Sales best practice stipulates that the PIP should be a plan that both the salesperson and sales manager believe is realistic. I've seen way too many PIP's that cannot possibly be realized by the salesperson. In these cases, I really do believe that the PIP is used as a means of documentation prior to termination. Let's face it. If your under-performing, you have little pipeline and/or few activities, there's little chance you'll suddenly be able to do something like 25 calls a day, 3 appointments a week, 3 new proposals and $250k in sales. These are the metrics that sales reps should have had months before so they could have worked towards these objectives.
Here's my Sales Management strategy in dealing with an under-performing sales rep:
- Upon hiring, set clear expectations (in detail) as to what sales success looks like at your company. I'm not just talking about how much sales bookings they need, I'm referring to the activities that lead to those bookings. Make sure you're both on the same wavelength.

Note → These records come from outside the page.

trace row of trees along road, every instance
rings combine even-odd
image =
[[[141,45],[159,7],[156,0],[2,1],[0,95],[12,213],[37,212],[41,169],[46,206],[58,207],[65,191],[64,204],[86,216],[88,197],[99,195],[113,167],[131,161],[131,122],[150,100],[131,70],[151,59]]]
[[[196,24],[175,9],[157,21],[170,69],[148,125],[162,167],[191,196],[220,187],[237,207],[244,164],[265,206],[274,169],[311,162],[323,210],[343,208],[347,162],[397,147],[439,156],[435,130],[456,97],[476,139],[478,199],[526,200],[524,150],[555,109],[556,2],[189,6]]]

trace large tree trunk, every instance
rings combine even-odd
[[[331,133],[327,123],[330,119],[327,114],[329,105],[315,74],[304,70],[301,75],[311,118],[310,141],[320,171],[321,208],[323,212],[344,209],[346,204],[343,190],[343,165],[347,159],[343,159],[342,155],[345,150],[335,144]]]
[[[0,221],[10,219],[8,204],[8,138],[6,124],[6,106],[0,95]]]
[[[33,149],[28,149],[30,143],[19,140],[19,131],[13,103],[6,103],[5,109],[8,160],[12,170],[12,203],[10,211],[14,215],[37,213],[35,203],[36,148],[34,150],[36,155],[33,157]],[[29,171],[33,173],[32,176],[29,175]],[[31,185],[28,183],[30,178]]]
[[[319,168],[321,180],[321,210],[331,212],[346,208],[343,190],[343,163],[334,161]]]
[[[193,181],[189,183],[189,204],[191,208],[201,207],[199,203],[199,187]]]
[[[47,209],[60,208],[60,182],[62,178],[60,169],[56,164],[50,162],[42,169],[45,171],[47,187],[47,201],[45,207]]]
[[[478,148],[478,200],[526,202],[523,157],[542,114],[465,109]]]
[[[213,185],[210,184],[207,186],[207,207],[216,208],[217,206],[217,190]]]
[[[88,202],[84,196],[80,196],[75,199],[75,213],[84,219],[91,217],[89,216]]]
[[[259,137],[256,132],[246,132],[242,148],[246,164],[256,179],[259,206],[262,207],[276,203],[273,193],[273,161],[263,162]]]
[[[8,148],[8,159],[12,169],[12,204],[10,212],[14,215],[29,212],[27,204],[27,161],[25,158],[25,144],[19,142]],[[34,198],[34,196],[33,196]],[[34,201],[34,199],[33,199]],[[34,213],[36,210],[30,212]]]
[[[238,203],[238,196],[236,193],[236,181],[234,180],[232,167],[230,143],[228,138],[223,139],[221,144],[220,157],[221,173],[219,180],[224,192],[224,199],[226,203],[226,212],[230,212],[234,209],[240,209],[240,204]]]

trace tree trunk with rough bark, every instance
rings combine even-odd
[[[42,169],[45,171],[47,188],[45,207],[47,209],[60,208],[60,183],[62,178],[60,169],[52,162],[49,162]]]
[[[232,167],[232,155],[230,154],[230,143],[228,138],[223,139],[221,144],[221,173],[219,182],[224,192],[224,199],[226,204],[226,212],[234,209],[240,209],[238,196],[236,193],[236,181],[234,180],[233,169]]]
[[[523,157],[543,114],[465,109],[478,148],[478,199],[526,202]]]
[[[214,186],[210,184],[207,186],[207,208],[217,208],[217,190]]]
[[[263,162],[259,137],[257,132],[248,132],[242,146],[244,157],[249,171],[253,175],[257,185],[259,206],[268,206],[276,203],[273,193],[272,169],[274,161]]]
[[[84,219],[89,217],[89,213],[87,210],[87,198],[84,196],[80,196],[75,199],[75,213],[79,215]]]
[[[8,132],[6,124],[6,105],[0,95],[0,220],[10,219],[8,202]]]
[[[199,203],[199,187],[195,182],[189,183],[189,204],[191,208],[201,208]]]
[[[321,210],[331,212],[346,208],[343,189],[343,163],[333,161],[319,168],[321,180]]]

- Give adequate time for the rep to pave his/her way. Your way isn't the only way to see success. This freedom supports creativity and gets the rep into a rhythm. Impose requirements too soon and you'll be left with nothing but a relationship based on micro-management (which no rep enjoys).
- Sales performance can only be really understood in weekly 1-on-1s with your reps. What's that you say? You don't hold weekly 1-on-1 to review pipeline and activity? Shame on you. Shape up and do your job. In these meetings, you'll clearly see trends both subjectively and objectively of their performance.
- When it's clear that the rep is performing, tell them so right then and there in the meeting. Maybe expectations need to be reset. Tell them that they must improve and be specific as to what you expect. Follow-up with an email summarizing your meeting.
- If performance fails to appear, set a "come-to-Jesus" meeting with them. This is formal meeting where you'll tell the rep that things aren't going well. Tell them what they need to do to improve and this is the first place where I ask them flat out, "Are you happy here? and Do you want to Stay?" This gives them a way out if they want one.
- If these methods don't work, it's time for a PIP. You've already told them what you expect and this is what should be in a PIP, a realistic plan to get them back in the action.
- When you put them on a plan, they need to sign it and it needs to have strong language that if they fail to meet the metrics in the plan, it could mean a termiatnion.
Done right, PIP is a tool that can be a tell-tale sign of an impending termination OR a way to dig yourself out of the hole and come up clean.